Banksy confirms that he created seven new murals in Ukraine

The artworks have been found in areas of Ukraine that have been particularly affected by the current Russian invasion

Banksy has confirmed that he is behind seven new artworks that have appeared in various locations across Ukraine.

Rumours that the Bristolian artist was in Ukraine had been rife on social media as murals in his signature black-and-white stencil style began to appear around the country. The Bristol Post reported last week that a Banksy-esque mural featuring a child in a judo outfit throwing a man to the floor had been spotted in Borodianka, a town north-west of capital city Kyiv.

Now, Banksy has taken to Instagram to confirm that he has indeed been in Ukraine, sharing a photo of another artwork he painted, also in Borodianka, of a gymnast doing a handstand on a piece of rubble.


Borodianka was hit particularly hard by Russian bombardments in the earliest days of the conflict with Ukraine, which began in February. The town was liberated from Russian occupation back in April.

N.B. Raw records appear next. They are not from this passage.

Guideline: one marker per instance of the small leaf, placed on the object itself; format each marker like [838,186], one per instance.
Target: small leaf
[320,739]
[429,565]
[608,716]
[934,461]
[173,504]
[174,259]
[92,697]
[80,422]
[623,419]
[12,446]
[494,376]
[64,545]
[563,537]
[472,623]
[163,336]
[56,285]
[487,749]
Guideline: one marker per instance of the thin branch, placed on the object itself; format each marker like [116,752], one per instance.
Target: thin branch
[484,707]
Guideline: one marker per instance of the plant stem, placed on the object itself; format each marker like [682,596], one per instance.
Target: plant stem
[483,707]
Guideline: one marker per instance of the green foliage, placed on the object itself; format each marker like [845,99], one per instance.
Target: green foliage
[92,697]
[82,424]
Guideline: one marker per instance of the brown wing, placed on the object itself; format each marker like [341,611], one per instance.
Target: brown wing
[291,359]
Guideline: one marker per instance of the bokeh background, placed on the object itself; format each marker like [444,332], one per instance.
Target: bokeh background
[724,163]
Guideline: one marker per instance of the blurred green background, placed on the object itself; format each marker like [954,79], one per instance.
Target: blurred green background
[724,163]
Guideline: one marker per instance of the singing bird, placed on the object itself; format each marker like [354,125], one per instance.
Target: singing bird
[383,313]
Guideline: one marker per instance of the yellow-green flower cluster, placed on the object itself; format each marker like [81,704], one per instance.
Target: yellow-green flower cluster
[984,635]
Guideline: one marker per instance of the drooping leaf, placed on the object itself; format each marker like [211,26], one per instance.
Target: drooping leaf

Banksy artworks have also been found in other areas of Ukraine that have been particularly impacted by the Russian invasion, including Kyiv and its suburb of Irpin. One of these depicts two children using a metal tank trap as a seesaw, and another features a woman in hair curlers and a gasmask holding a fire extinguisher.

Meanwhile, in Irpin, a mural of a ballerina in a neckbrace holding a ribbon has been sighted.

Banksy artwork of a woman in curlers and a gas mask found in Hostomel, Ukraine
Street art of a person in a dressing gown holding a fire extinguisher and wearing a gas mask is painted on a wall of a destroyed building in Hostomel near Antonov Airport on November 12, 2022 CREDIT: Ed Ram/Getty Images


Banksy artwork of a ballerina in a neckbrace in Irpin, Ukraine
Graffiti of a woman in a leotard and a neck brace waving a ribbon is seen on the wall of a destroyed building in Irpin on November 11, 2022 CREDIT: Ed Ram/Getty Images

Earlier this year, Banksy was made an honorary professor at the University for the Creative Arts in recognition of “his humanitarian efforts and the impact he has had on the global arts scene”. In order to preserve his anonymity, however, he did not attend the ceremony to have the honour conferred upon him.